I know the street address of the Netflix distribution center in Greensboro, NC. I have thought about going dumpster-diving there, or trying to get a photo or even trying to get a job there, but I have dismissed all of those ideas as being a little too creepy. I've never seen the place. I am not a spy, but I would love an invitation to visit sometime.
Therefore, it hurt my feelings when I read in the Greensboro News and Record that Netflix spokesman Steve Swasey apparently came to Greensboro for an interview at the Netflix distribution center here, and he didn't even look me up. Folks, that should prove to you I'm not a shill. A shill would get more respect.
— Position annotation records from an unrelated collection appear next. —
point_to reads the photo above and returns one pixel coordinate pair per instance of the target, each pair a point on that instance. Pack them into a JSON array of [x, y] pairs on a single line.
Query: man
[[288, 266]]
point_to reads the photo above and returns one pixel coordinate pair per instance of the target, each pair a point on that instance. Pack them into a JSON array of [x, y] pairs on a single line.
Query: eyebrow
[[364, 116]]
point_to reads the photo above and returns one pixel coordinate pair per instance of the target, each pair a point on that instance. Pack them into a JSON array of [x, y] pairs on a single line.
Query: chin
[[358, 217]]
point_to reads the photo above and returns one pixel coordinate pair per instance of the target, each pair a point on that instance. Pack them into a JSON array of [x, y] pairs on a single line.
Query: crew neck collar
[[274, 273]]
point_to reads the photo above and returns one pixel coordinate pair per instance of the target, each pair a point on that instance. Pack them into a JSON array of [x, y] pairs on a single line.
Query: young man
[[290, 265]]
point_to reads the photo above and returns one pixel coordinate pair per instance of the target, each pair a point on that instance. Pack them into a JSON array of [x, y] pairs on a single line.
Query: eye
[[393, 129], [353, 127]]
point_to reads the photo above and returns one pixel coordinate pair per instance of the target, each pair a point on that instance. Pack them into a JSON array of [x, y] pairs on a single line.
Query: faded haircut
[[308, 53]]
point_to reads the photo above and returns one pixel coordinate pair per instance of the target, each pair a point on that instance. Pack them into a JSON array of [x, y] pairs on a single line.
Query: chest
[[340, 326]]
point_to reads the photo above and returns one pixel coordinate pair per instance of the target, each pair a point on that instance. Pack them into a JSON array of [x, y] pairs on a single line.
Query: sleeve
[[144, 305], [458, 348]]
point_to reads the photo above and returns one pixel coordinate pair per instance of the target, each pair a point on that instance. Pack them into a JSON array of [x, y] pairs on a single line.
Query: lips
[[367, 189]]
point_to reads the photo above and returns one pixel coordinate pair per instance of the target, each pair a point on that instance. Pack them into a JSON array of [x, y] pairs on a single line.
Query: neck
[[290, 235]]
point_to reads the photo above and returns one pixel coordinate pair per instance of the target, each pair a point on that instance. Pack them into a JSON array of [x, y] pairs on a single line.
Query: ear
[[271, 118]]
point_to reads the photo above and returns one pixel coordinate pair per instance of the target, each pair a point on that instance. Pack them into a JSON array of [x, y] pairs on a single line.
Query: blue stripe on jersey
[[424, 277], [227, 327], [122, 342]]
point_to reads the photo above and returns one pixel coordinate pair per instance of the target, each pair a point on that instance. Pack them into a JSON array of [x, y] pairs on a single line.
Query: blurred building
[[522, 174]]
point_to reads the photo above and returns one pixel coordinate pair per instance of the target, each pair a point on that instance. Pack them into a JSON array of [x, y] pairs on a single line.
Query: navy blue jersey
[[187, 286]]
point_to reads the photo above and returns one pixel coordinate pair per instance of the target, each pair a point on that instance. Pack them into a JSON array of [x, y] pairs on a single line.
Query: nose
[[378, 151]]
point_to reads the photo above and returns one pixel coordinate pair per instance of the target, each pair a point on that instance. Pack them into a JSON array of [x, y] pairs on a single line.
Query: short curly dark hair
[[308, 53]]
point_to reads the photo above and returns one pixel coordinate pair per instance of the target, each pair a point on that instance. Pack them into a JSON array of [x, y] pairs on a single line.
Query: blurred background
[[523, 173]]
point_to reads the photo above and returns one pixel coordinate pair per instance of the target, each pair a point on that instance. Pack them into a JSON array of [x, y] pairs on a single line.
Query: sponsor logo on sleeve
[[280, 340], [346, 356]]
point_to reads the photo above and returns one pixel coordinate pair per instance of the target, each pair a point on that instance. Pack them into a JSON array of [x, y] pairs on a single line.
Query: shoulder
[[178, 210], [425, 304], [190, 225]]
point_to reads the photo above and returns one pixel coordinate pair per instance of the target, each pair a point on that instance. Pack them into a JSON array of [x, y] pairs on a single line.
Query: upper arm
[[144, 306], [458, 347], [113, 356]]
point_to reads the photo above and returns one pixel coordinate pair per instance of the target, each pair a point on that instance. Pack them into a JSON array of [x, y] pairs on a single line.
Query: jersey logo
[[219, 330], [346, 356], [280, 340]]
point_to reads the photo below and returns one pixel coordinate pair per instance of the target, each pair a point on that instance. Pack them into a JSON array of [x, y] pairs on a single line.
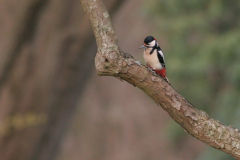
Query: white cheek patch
[[152, 43]]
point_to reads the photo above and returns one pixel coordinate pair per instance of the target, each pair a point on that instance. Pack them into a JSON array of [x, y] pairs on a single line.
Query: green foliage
[[202, 54]]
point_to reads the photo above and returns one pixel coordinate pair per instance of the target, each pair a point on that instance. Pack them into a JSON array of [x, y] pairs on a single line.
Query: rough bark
[[111, 61], [47, 52]]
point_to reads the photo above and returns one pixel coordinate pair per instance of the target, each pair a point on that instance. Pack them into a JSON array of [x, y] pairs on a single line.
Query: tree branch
[[111, 61]]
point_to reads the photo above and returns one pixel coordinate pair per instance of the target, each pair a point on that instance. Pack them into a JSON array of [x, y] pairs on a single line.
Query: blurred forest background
[[54, 106]]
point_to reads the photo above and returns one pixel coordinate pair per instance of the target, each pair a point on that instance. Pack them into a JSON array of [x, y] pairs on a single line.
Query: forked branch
[[111, 61]]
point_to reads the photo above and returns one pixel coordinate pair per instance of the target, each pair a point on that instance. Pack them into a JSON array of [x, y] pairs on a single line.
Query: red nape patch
[[161, 72]]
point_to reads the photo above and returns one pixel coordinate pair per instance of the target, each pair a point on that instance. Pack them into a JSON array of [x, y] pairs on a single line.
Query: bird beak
[[142, 46]]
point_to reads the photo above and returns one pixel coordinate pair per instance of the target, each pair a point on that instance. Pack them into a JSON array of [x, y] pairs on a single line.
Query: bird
[[154, 57]]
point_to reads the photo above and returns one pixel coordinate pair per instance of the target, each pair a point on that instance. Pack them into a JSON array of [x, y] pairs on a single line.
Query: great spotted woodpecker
[[154, 57]]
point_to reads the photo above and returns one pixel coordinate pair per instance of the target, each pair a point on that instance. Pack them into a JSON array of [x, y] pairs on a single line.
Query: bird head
[[149, 42]]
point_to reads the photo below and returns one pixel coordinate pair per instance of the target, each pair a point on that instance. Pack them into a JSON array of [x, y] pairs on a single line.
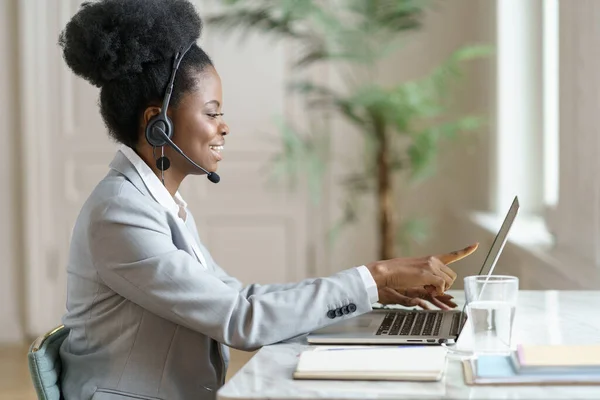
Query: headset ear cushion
[[154, 130]]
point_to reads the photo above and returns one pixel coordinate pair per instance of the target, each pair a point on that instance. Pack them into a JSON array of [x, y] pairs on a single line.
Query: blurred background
[[360, 130]]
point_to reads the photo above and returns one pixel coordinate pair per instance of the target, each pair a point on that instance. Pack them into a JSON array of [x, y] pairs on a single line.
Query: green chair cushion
[[45, 366]]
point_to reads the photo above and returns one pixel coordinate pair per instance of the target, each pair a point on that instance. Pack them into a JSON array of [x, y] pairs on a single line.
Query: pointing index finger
[[454, 256]]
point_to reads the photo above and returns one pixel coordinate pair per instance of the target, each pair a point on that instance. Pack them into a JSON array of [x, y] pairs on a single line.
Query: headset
[[159, 129]]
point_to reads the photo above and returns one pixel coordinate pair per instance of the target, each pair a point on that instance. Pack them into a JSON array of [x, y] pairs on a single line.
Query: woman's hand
[[430, 273], [416, 297]]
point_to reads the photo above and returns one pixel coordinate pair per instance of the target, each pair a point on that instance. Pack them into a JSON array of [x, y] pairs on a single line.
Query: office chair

According to the article, "the Netflix building is unmarked for security and competitive reasons, Swasey said, but "mainly, we don't want customers stopping by to drop off their DVDs."
The "security reasons" he's talking about are people like me, just curious, who might embarrass them or give away trade secrets by publishing details on a blog.
The other danger, of customers dropping off their DVDs there, is genuine. Think it through: if Netflix processes 30,000-50,000 DVDs per day, each one of those represents a person, in a car. Where would they park? What time would they arrive? If they all arrived within an hour or two, the traffic jam would shut down traffic for miles. If they arrived throughout the day, Netflix wouldn't be able to process until 5 PM, after all the discs had arrived, because they would have nothing to send out until everything had come in.
Imagine the traffic on a Saturday night after a Rolling Stones concert lets out. That's how many customers we're talking about. Do you know of any business that can handle that kind of traffic on a daily basis?
It's not about "throttling." It's just plain simple logistics. It really is better to let the USPS do the work.